The talented Cejay Graham was back after injury at Rosehill on Saturday and Dylan Gibbons, from Newcastle, is ready to be launched on the Sydney scene.
Alas, the riding instruction rule is a personal bugbear and negative to come out of Rosehill on Saturday. O’Mudgee was a late notification of being back in the field and Schiller’s judgement on Garibaldi in the Bowling Club was questioned.
O’Mudgee under Reece Jones guns down stablemate Canasta at Rosehill.Credit:Getty
Yes, O’Mudgee downed stablemate Canasta, up front and ridden bold by Josh Parr. Trainer Bjorn Baker will be
grilled over the late switch notification to the rear for O’Mudgee. Surely stewards didn’t expect him to be gut
busting with Canasta?
Schiller, so smooth on Kingsheir in the Petaluma and the most impressive winner on the program, was advised by
the stewards “he had made an error of judgement from the 650m by not placing his mount under more pressure” on Garibaldi.
Three-kilo claiming apprentices are still learning their trade so this aged hack doesn’t need to be harsh on them. It’s the stipes’ duty to rectify.

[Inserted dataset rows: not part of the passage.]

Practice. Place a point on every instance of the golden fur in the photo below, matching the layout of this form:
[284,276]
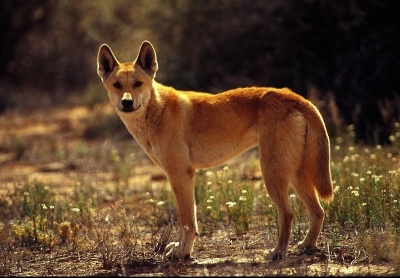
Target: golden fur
[182,131]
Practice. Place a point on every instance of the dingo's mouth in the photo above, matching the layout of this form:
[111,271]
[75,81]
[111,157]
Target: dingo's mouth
[126,104]
[127,109]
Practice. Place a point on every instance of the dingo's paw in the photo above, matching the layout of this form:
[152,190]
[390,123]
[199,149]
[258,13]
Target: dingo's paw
[174,251]
[274,255]
[305,249]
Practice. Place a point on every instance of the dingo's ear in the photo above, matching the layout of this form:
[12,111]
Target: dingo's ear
[106,62]
[147,59]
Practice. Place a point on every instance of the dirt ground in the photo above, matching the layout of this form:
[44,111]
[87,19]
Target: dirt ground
[219,255]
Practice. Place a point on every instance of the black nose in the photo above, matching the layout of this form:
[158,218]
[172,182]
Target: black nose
[127,101]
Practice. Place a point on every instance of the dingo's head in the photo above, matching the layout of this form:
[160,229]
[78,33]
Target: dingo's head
[129,84]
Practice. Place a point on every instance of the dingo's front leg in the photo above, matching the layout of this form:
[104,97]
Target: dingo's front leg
[182,185]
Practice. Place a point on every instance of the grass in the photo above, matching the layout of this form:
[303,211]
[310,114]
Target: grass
[363,220]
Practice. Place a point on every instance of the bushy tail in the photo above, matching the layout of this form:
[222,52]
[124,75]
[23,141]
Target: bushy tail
[316,165]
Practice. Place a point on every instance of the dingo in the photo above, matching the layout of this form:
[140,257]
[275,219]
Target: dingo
[181,131]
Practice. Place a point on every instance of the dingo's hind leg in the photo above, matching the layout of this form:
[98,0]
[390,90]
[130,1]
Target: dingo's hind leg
[308,195]
[182,185]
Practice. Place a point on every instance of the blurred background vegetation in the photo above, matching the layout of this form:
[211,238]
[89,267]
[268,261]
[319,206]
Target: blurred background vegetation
[343,54]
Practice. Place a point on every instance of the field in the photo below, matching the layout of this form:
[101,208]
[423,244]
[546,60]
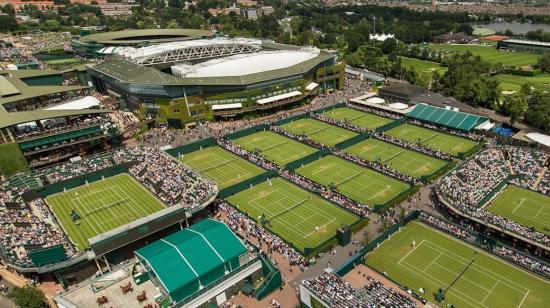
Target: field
[275,147]
[426,68]
[102,206]
[297,216]
[431,138]
[523,206]
[321,132]
[491,54]
[514,82]
[436,260]
[358,118]
[221,166]
[407,161]
[359,183]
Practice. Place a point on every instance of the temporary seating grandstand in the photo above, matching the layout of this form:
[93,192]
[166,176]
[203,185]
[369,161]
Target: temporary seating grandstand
[446,117]
[187,261]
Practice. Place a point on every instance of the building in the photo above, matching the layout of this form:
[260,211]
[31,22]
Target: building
[90,45]
[524,46]
[199,80]
[43,121]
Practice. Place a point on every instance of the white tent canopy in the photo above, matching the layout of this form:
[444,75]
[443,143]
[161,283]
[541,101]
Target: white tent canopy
[539,138]
[81,103]
[275,98]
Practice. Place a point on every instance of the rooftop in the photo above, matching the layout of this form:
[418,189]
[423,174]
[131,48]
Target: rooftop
[246,64]
[132,37]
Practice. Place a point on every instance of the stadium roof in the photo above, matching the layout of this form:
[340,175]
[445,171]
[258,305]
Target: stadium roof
[182,261]
[132,73]
[13,80]
[246,64]
[134,37]
[446,117]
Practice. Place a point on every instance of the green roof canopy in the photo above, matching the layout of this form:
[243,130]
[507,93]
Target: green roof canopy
[197,256]
[446,117]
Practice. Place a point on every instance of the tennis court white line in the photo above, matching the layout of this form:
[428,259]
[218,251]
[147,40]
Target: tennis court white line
[414,248]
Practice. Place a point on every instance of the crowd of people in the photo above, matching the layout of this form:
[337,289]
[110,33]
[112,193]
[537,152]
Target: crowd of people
[335,197]
[250,230]
[465,188]
[466,232]
[172,181]
[338,293]
[25,226]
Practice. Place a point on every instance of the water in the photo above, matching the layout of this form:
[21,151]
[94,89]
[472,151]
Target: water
[516,27]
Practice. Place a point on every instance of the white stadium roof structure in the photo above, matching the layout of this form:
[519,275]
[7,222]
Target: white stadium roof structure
[246,64]
[189,50]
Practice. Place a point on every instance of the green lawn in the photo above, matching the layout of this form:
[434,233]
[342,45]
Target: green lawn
[523,206]
[437,259]
[491,54]
[514,82]
[357,118]
[297,216]
[321,132]
[423,66]
[102,206]
[433,139]
[275,147]
[404,160]
[359,183]
[221,166]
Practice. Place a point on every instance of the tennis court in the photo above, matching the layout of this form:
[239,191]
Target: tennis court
[433,139]
[359,183]
[296,215]
[403,160]
[102,206]
[357,118]
[421,257]
[280,149]
[221,166]
[523,206]
[319,131]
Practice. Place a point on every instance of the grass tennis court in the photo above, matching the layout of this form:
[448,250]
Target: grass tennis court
[358,118]
[319,131]
[275,147]
[523,206]
[102,206]
[404,160]
[221,166]
[359,183]
[436,260]
[297,216]
[433,139]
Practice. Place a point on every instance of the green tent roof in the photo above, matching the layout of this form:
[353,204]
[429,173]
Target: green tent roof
[190,254]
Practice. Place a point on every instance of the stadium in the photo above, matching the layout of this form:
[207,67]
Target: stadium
[184,82]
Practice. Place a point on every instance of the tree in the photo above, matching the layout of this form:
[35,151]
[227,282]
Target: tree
[544,62]
[28,296]
[515,106]
[389,45]
[7,23]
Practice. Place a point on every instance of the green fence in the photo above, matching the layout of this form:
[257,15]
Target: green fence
[229,191]
[246,132]
[358,257]
[291,119]
[81,180]
[307,159]
[347,143]
[391,125]
[192,147]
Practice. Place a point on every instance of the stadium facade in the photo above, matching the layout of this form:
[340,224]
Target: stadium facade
[46,116]
[196,80]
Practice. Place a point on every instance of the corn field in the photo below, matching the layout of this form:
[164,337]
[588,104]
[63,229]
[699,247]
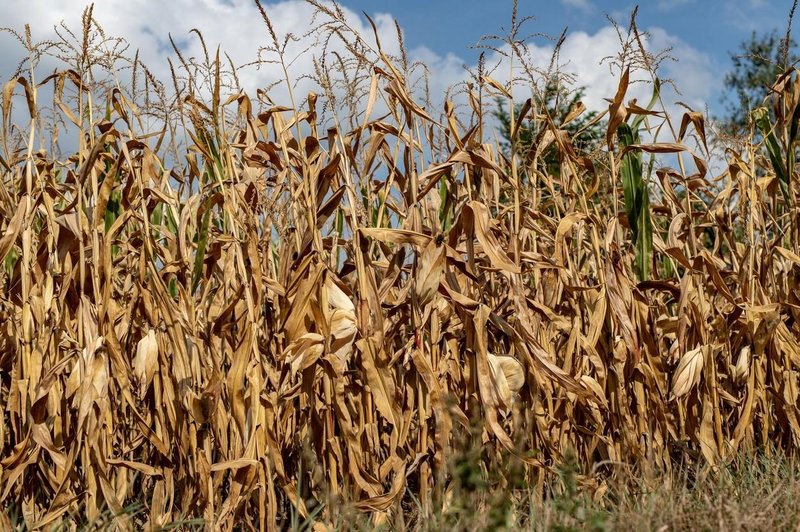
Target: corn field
[255,308]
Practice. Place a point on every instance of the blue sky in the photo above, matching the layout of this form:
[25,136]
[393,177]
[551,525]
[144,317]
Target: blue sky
[440,32]
[713,26]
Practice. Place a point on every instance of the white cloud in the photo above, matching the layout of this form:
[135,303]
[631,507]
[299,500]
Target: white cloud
[584,5]
[669,5]
[236,26]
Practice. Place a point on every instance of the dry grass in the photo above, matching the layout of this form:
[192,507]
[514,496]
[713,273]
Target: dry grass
[282,318]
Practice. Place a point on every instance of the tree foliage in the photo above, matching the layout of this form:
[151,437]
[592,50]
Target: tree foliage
[756,65]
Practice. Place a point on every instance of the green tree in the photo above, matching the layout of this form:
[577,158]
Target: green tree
[756,66]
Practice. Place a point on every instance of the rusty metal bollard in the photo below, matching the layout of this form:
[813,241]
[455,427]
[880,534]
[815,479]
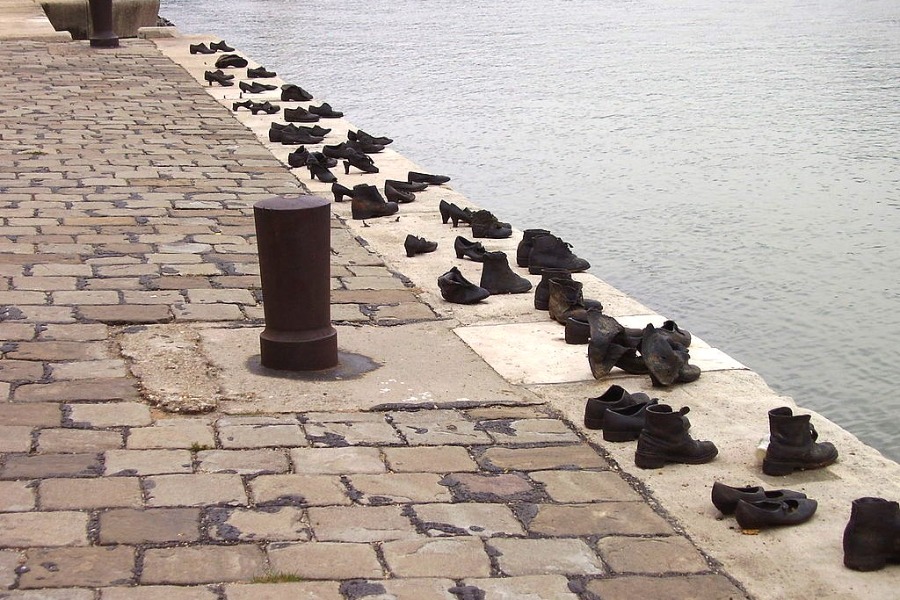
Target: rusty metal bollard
[103,35]
[293,237]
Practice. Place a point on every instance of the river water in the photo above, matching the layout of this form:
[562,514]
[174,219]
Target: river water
[732,164]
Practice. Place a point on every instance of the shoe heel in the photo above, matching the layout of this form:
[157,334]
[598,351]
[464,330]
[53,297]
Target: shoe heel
[778,469]
[643,461]
[622,436]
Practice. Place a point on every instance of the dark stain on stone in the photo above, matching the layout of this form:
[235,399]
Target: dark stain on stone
[356,589]
[467,592]
[503,426]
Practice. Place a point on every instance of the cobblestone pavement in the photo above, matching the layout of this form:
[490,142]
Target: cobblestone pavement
[126,199]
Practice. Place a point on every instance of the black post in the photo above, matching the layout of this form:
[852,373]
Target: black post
[293,238]
[103,35]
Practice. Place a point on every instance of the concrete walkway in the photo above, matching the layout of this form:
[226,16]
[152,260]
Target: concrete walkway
[455,469]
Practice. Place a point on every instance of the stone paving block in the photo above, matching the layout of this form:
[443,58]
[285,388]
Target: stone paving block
[50,594]
[450,557]
[308,590]
[438,427]
[16,496]
[533,587]
[51,465]
[545,556]
[158,592]
[202,564]
[84,390]
[150,526]
[299,490]
[62,494]
[529,431]
[194,490]
[82,567]
[77,332]
[147,462]
[483,520]
[21,370]
[90,369]
[433,459]
[503,487]
[325,560]
[125,314]
[59,350]
[673,554]
[15,438]
[695,587]
[576,456]
[360,523]
[602,518]
[9,560]
[585,486]
[20,530]
[216,296]
[420,588]
[337,460]
[244,462]
[285,523]
[207,312]
[109,414]
[82,440]
[38,415]
[352,433]
[172,433]
[262,436]
[395,488]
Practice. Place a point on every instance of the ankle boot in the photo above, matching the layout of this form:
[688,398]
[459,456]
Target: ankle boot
[578,331]
[318,170]
[295,93]
[566,299]
[793,446]
[340,191]
[367,203]
[485,224]
[550,252]
[872,535]
[474,251]
[459,290]
[523,251]
[414,177]
[605,346]
[452,212]
[498,278]
[361,136]
[542,289]
[614,397]
[398,196]
[665,439]
[361,162]
[416,245]
[666,361]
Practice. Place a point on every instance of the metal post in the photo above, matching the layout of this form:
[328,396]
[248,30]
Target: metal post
[293,237]
[103,35]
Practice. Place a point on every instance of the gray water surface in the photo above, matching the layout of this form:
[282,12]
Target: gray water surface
[732,164]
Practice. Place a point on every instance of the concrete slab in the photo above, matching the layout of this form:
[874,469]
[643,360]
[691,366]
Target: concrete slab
[422,364]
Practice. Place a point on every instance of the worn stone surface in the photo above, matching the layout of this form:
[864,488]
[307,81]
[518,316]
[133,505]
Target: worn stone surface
[202,564]
[451,557]
[696,587]
[542,556]
[673,554]
[149,526]
[84,567]
[325,560]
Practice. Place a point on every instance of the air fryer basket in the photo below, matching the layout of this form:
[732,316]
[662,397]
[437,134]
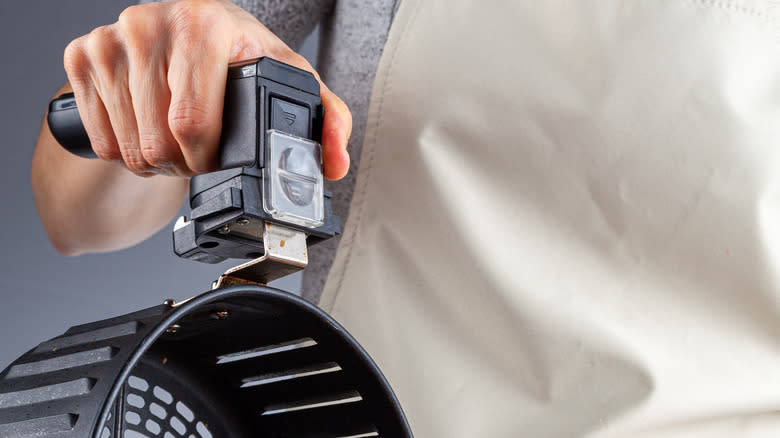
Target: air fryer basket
[243,361]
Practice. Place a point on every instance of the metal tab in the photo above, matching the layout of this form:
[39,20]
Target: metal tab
[285,253]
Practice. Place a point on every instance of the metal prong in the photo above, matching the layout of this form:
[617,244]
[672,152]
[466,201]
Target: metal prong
[285,253]
[181,222]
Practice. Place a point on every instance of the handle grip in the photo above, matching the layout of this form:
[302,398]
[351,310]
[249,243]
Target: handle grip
[66,126]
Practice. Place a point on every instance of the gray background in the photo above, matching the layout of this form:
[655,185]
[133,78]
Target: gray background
[41,292]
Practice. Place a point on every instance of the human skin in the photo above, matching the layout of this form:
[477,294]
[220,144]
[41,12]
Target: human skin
[150,89]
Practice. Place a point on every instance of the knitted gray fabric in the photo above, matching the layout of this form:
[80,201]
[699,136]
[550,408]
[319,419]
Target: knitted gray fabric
[353,36]
[354,33]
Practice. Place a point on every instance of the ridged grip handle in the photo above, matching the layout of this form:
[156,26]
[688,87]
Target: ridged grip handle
[66,126]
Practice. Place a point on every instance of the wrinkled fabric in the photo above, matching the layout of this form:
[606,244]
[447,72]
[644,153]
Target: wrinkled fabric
[566,221]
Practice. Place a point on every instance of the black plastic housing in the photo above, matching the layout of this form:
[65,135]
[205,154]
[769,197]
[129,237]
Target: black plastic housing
[260,94]
[173,370]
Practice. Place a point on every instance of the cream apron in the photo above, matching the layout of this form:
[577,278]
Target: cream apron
[567,219]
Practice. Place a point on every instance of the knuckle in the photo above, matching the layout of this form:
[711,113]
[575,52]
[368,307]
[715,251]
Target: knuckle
[132,15]
[188,121]
[138,27]
[136,163]
[103,45]
[195,17]
[156,151]
[75,59]
[105,149]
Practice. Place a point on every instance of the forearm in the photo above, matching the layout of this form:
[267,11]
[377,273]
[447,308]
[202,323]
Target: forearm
[94,205]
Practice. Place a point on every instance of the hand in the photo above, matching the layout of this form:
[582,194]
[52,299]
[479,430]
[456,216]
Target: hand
[150,87]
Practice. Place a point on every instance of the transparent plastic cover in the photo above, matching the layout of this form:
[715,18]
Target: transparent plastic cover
[293,187]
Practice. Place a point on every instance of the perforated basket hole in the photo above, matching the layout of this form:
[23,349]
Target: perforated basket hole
[153,411]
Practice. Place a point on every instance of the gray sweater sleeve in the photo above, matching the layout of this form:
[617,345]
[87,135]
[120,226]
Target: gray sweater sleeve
[291,20]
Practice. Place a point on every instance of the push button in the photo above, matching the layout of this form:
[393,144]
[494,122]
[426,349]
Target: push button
[290,118]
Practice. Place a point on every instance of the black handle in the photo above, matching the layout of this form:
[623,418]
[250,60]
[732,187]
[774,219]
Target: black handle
[66,126]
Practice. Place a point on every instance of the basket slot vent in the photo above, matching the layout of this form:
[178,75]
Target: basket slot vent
[330,367]
[40,426]
[128,328]
[349,397]
[154,411]
[46,393]
[64,362]
[266,350]
[202,430]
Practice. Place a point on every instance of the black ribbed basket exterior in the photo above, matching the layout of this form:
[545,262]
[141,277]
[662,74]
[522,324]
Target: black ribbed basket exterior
[243,361]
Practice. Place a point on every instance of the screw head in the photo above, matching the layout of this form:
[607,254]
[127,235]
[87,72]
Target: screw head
[220,314]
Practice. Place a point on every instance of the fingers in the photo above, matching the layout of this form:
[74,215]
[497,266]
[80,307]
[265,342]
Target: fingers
[196,77]
[150,95]
[150,88]
[91,109]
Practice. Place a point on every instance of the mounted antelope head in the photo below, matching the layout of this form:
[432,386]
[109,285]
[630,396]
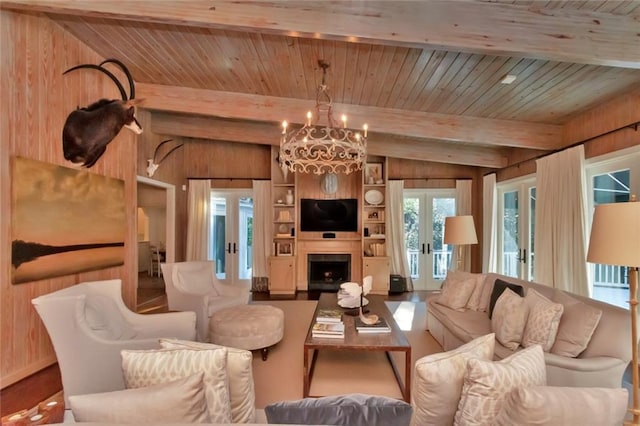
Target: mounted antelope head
[152,166]
[88,131]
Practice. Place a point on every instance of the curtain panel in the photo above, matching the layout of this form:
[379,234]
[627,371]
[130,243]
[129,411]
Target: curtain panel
[463,208]
[262,233]
[489,224]
[561,234]
[396,247]
[198,219]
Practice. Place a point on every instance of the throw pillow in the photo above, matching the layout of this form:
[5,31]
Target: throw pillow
[180,401]
[498,288]
[195,279]
[559,406]
[143,368]
[487,384]
[577,325]
[437,381]
[542,323]
[239,373]
[509,319]
[455,294]
[105,319]
[474,300]
[347,410]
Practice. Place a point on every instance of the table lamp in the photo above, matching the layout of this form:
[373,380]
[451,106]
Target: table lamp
[615,240]
[459,230]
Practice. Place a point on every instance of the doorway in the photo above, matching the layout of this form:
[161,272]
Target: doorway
[155,223]
[427,255]
[231,235]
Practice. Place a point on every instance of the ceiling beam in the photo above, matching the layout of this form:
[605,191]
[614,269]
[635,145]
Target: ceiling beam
[560,34]
[377,144]
[423,125]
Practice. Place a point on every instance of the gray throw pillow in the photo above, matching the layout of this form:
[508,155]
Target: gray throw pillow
[498,288]
[343,410]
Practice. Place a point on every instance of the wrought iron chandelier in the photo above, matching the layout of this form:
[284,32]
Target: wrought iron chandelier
[319,149]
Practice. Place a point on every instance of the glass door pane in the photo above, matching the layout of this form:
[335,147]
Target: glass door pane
[441,208]
[231,235]
[218,236]
[510,226]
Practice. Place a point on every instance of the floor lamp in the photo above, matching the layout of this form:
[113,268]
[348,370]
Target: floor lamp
[615,240]
[459,230]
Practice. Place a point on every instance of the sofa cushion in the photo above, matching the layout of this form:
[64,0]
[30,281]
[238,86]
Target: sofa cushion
[542,323]
[351,410]
[577,324]
[239,373]
[559,406]
[466,325]
[456,294]
[498,288]
[487,384]
[509,319]
[143,368]
[179,401]
[437,381]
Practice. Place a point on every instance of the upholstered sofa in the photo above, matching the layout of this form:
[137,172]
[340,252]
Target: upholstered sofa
[601,363]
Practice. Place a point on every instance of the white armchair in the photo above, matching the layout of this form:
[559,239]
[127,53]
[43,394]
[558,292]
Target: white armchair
[193,286]
[89,325]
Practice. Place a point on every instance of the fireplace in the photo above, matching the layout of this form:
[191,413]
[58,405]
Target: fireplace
[327,271]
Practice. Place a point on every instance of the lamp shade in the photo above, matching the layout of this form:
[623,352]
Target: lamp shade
[615,235]
[459,230]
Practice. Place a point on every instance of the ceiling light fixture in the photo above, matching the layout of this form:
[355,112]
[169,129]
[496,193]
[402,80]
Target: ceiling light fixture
[508,79]
[316,148]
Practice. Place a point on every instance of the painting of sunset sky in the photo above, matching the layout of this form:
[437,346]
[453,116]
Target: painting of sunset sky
[63,221]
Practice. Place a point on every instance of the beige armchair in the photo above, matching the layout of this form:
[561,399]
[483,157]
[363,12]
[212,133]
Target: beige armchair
[89,325]
[193,286]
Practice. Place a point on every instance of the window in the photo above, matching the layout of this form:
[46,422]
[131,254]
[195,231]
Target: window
[516,227]
[612,179]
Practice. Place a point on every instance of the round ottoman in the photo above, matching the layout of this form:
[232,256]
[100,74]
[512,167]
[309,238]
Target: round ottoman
[247,327]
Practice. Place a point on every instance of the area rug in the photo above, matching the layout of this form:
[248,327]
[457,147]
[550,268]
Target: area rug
[337,372]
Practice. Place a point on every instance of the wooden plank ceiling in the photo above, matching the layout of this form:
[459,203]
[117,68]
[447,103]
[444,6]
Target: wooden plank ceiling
[425,76]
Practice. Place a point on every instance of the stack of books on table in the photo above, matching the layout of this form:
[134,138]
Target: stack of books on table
[330,316]
[380,326]
[327,330]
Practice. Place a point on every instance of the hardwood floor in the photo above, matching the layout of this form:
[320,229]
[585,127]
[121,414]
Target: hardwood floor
[151,299]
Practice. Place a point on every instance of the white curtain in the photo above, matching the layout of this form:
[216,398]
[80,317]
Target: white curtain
[489,224]
[198,219]
[262,232]
[463,208]
[395,233]
[560,234]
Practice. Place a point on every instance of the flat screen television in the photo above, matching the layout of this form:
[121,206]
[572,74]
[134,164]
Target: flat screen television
[338,215]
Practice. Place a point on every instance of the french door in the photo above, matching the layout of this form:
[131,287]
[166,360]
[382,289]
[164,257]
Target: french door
[516,227]
[428,256]
[231,235]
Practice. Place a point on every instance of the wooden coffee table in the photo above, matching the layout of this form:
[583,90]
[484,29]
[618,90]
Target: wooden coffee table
[395,341]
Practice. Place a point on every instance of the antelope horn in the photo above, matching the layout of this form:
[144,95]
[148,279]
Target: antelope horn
[123,94]
[132,89]
[168,153]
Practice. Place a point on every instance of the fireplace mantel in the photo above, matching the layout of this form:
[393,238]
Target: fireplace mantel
[327,246]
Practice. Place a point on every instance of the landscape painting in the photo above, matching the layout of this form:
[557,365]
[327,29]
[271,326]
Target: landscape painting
[63,221]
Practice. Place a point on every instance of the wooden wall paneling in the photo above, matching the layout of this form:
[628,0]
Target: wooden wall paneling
[38,98]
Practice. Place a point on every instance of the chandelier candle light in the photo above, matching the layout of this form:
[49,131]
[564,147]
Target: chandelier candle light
[320,149]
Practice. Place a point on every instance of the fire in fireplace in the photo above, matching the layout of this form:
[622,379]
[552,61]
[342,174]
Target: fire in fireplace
[327,271]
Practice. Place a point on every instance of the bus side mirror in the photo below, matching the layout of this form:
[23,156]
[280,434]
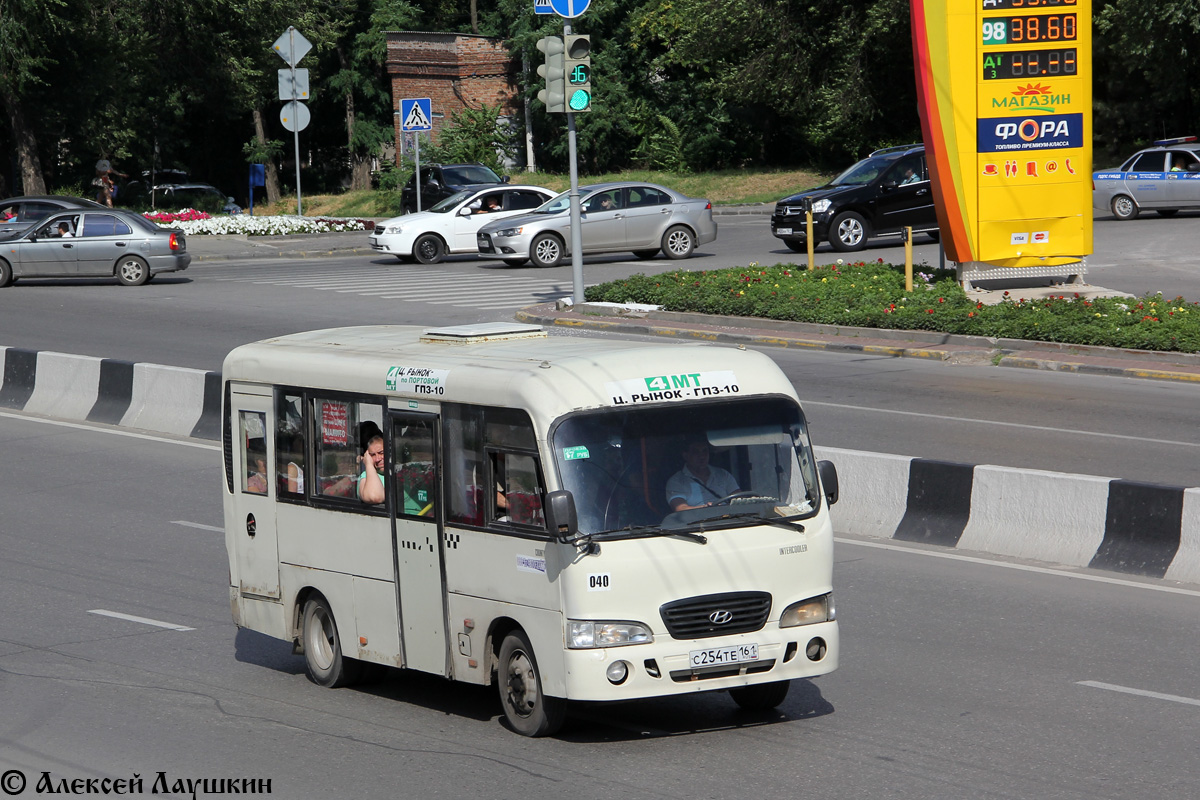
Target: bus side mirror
[828,480]
[561,516]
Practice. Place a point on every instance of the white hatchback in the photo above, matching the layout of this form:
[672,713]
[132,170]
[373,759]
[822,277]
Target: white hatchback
[451,226]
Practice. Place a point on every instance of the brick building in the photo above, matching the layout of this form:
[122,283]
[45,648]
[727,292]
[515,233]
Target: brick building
[455,71]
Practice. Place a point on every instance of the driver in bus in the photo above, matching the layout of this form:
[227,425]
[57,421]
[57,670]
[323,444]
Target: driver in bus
[699,485]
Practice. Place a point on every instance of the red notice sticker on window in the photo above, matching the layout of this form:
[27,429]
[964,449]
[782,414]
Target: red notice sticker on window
[334,422]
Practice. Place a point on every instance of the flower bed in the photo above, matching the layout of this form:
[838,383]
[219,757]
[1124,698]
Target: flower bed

Obviously, Schiller didn’t get it right on Garibaldi, but it emphasises the merit of the Jones double.
Despite the acceptance of the change of riding instructions, to me it takes the initiative out of the saddle: the advantage of instinct when the field jumps and not being tied down to a tactic devised by a desk-top jockey.
Anyway, Reece Jones rekindled visions splendid out of what could have been a gloomy Saturday.